Vaccine for chaos
In the chaos of the pandemic, the recent presentation of the Nobel Prize offers the ever-continuing hope that the ingenuity of man may carry us through the direst of crises. Even though the awards ceremonies have moved online, what they represent for the future of the world remains unchanged. Even amongst the many vital advancements made by its luminaries, the work done by the World Food Programme stands the brightest, especially in these times. One of the many organisations under the banner of the UN, WFP concern is to tackle the age-old problem of hunger. In doing so, it improves the conditions for peace in areas of conflict. Thus, the organisation being presented a Nobel Peace Prize this year makes perfect sense. Indeed, in the midst of a pandemic that is threatening to ignite devastating food shortages across the world, it can be considered only natural.
While presenting the award, the Nobel Committee emphasised that hunger is a devastating tool to induce war and conflict if it is weaponised. WFP's work is helping tackle this issue at a time when some estimates say that hunger could double across the world. WFP's own research shows that there may be as many as 265 million people who reach a point of starvation within a year. As such, "Until the day we have a medical vaccine, food is the best vaccine against chaos," are the words which have been used by the Committee in its citation.
As per their own numbers, WFP helps feed around 97 million people in about 88 countries every year. An impress number but not enough to truly start turning the tide of global hunger Asas WFP itself has stated that one in every nine people worldwide don't get enough to eat. And this was before the behemoth engines of the world economy screeched to a halt during the lockdown phase. While most other organisations, humanitarian or not, were shuttering operations, WFP continued undaunted. Indeed, its logistic service helped dispatch medical cargo to 120 countries across the world. With airlines shut down worldwide, the WFP was running the largest operational airline in the world during that time. It made use of its air fleet to ferry humanitarian and health workers across the world.
As both, the WFP leadership and the Nobel Committee noted, this Nobel Peace Prize should be seen as a symbol and a reminder. A symbol of what human cooperation can achieve and a reminder that little can be achieved without it. At a time when multilateralism is being attacked from all sides and the relevance of bodies like the UN is being questioned, the age-old fight against the most fundamental of issues gripping society is also at risk. And regardless of how a nation and its leadership frame the situation, it is simply not possible or efficient to go it alone. Dan Smith, Director of the Stockholm International Peace Research Institute was quoted by Reuters as saying "Hunger, like climate change, the pandemic and other issues, is a world problem that can only be properly addressed through cooperation."
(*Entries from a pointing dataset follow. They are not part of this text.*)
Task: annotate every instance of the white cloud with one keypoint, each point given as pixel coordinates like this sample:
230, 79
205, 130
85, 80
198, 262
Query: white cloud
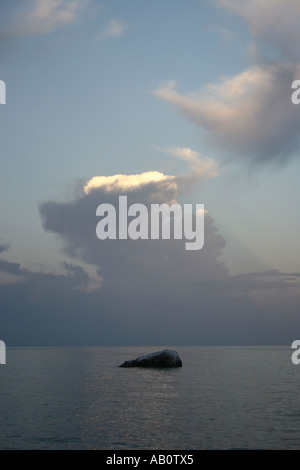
274, 22
249, 114
202, 166
115, 29
45, 16
123, 183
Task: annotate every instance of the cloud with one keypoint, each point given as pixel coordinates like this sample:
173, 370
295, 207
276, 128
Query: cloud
127, 182
153, 291
249, 115
200, 166
40, 17
271, 22
115, 29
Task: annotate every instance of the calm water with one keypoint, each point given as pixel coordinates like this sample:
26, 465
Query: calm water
222, 398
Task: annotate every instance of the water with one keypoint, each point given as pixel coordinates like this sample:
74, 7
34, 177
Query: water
222, 398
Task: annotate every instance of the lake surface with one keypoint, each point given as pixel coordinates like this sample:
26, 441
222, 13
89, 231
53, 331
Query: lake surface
78, 398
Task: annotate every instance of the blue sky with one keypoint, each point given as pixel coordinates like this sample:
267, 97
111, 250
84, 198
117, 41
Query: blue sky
105, 88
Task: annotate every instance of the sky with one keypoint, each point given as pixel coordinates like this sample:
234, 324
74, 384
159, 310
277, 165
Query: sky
162, 101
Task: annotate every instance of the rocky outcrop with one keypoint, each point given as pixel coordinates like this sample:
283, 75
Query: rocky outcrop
165, 358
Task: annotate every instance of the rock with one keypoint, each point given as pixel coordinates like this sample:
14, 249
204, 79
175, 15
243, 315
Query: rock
165, 358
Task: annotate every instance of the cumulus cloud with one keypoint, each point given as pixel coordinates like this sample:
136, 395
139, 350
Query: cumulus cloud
153, 291
127, 182
39, 17
201, 167
115, 29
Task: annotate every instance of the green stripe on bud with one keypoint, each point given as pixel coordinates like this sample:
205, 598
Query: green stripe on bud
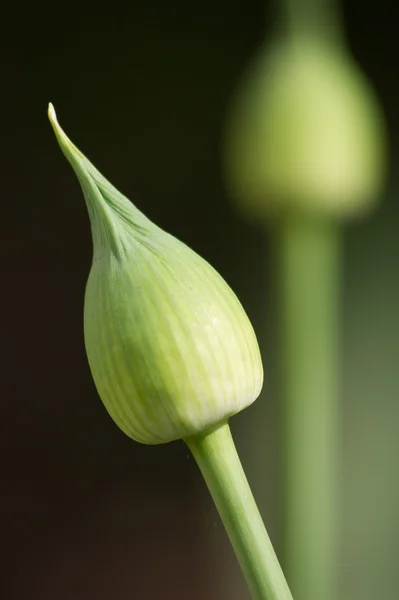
171, 350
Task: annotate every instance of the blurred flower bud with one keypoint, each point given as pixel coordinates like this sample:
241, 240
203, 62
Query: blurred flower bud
170, 347
305, 131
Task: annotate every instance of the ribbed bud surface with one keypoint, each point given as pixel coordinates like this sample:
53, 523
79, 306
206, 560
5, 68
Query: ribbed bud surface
169, 345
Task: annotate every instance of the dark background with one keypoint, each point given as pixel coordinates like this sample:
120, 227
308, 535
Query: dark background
142, 89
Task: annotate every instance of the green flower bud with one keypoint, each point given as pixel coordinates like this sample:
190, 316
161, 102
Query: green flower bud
305, 131
170, 348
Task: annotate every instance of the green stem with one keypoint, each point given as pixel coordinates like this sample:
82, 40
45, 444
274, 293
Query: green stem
313, 17
309, 267
220, 465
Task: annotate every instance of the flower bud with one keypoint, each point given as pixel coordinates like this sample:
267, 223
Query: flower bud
305, 132
170, 348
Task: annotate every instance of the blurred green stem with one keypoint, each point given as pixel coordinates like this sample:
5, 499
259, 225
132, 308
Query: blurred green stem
220, 465
309, 270
314, 17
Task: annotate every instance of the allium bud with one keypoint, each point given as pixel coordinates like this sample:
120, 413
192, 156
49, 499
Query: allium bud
170, 348
305, 132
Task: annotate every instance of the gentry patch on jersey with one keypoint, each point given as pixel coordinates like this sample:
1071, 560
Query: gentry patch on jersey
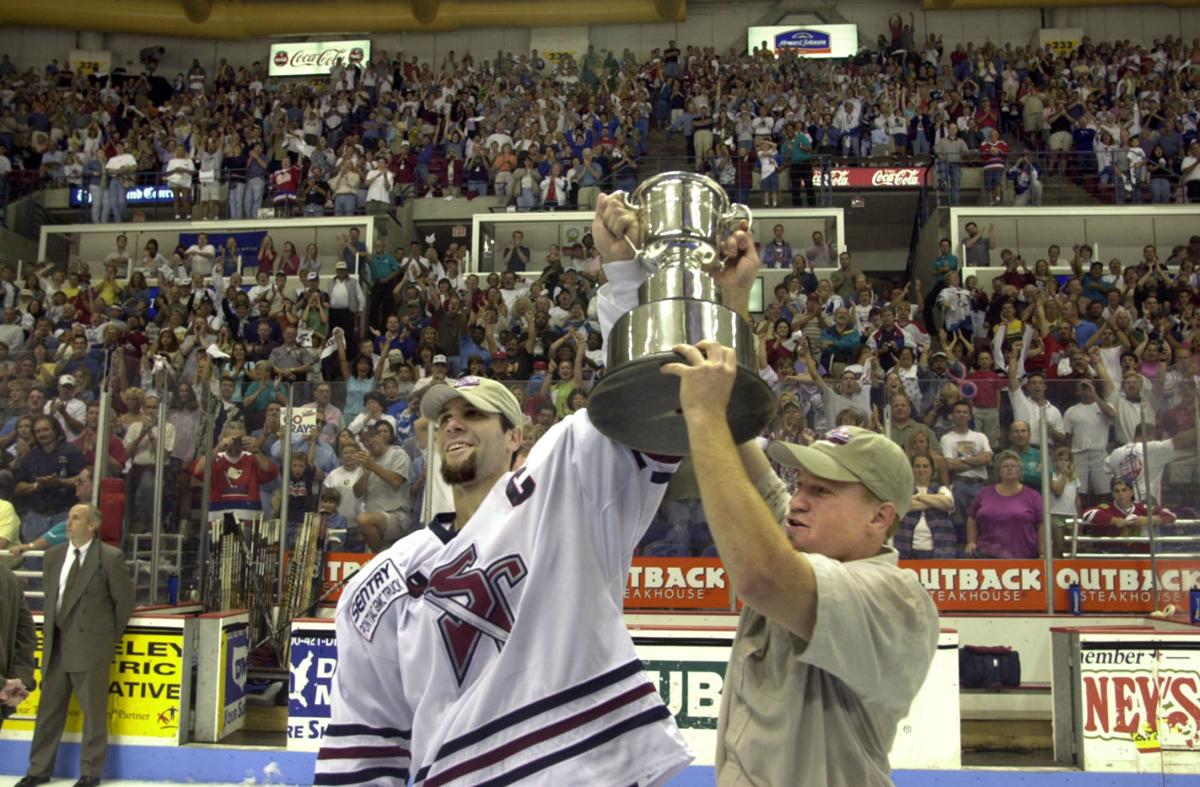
499, 654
As ample examples show. the issues he listed are ones where global commitments and goodwill are often completely undercut by efforts to insert nationalism into the equation. The successive failure of climate accords and now the many exclusive vaccine deals being inked worldwide are proof of this. They are proof of the fact that multilateralism as a thought process and system has not permeated deep enough into the world community even in the 21st century. Politics continue to impede the way of human progress and the combined upliftment of all of humanity is not a real priority for most nations. Regardless of whether we want it or not, climate change, global pandemics, hunger, etc., will unify humanity with indiscriminate carnage. Yes, the disadvantaged will disproportionately suffer first but the rest of the world will not emerge unscathed.
The Nobel Committee commented that the Nobel Prize being presented to the WFP is a gentle reminder to the nations of the world to not be tempted to underfund the programme in an effort to cut costs in lean times. World hunger has been on the rise since 2016 after decades of decline. Now, on the occasion of the UN turning 75 this year, the bonds of multilateralism must be strengthened to safeguard the future of the human race.